I may have been the only person to live their entire adult life in the American West never having visited Tahoe before our trip. But after finally checking that box off my bucket list, I’m now wondering what took me so long, and I can’t wait to go back.
We drove the scenic route there — Highway 50 through the heart of Nevada, which has been labeled “The Loneliest Highway in America” for good reason. It’s the kind of place where you would not be surprised to see the skeletons of unlucky travelers lying beside the road, picked clean by buzzards. The route features some beautiful mountain ranges, but only about four small towns over its 500 miles, so you want to make sure your car is gassed up and running well before attempting it.
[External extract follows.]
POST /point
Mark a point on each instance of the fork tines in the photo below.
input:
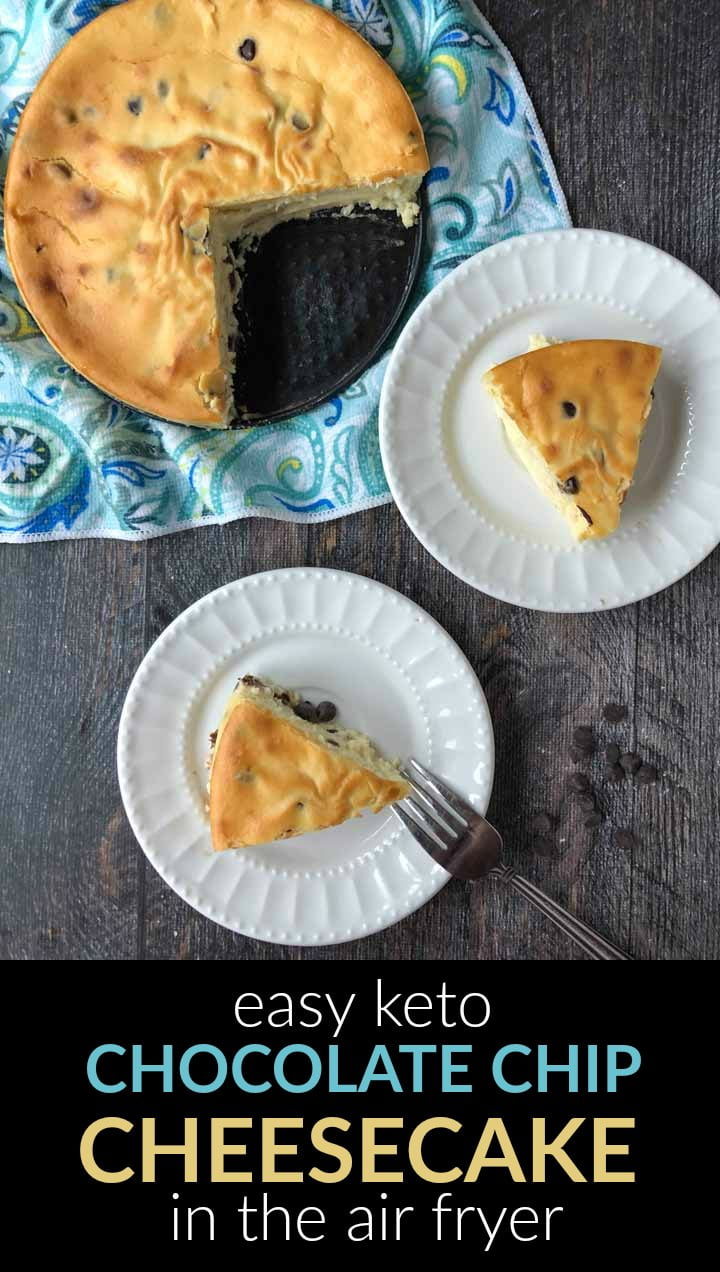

The lake is split into a California side and a Nevada side. The California side is sparsely populated, and features some awe-inspiring vistas. Hiking trails run all the way from the lake to the summits of the surrounding mountains. We hiked the Rubicon trail that traverses the lake’s western edge one afternoon. The trail meanders in and out of the forest, and gave us new and amazing views around every corner.
The Nevada side of the lake is much more developed, featuring the casinos, of course, but also some great restaurants and hotels, and most of Tahoe’s best beaches.
On another day we took a lunch cruise on a paddleboat across the lake and back, and sat at a window seat where we toasted our good fortune while contemplating the icy depths. Then we took a side trip to Virginia City — a real old west town with real (staged) gunfights and fake cowboys.
Back at the beach, I stepped into the cold water and gritted my teeth as I waded out until I was waist-deep. I took a moment to gather my courage, then dove in and swam like Michael Phelps until my body adjusted to the temperature. The crisp, clean Tahoe waters were so exhilarating that I decided to float there for a while, looking around at one of the most beautiful places I’ve ever seen.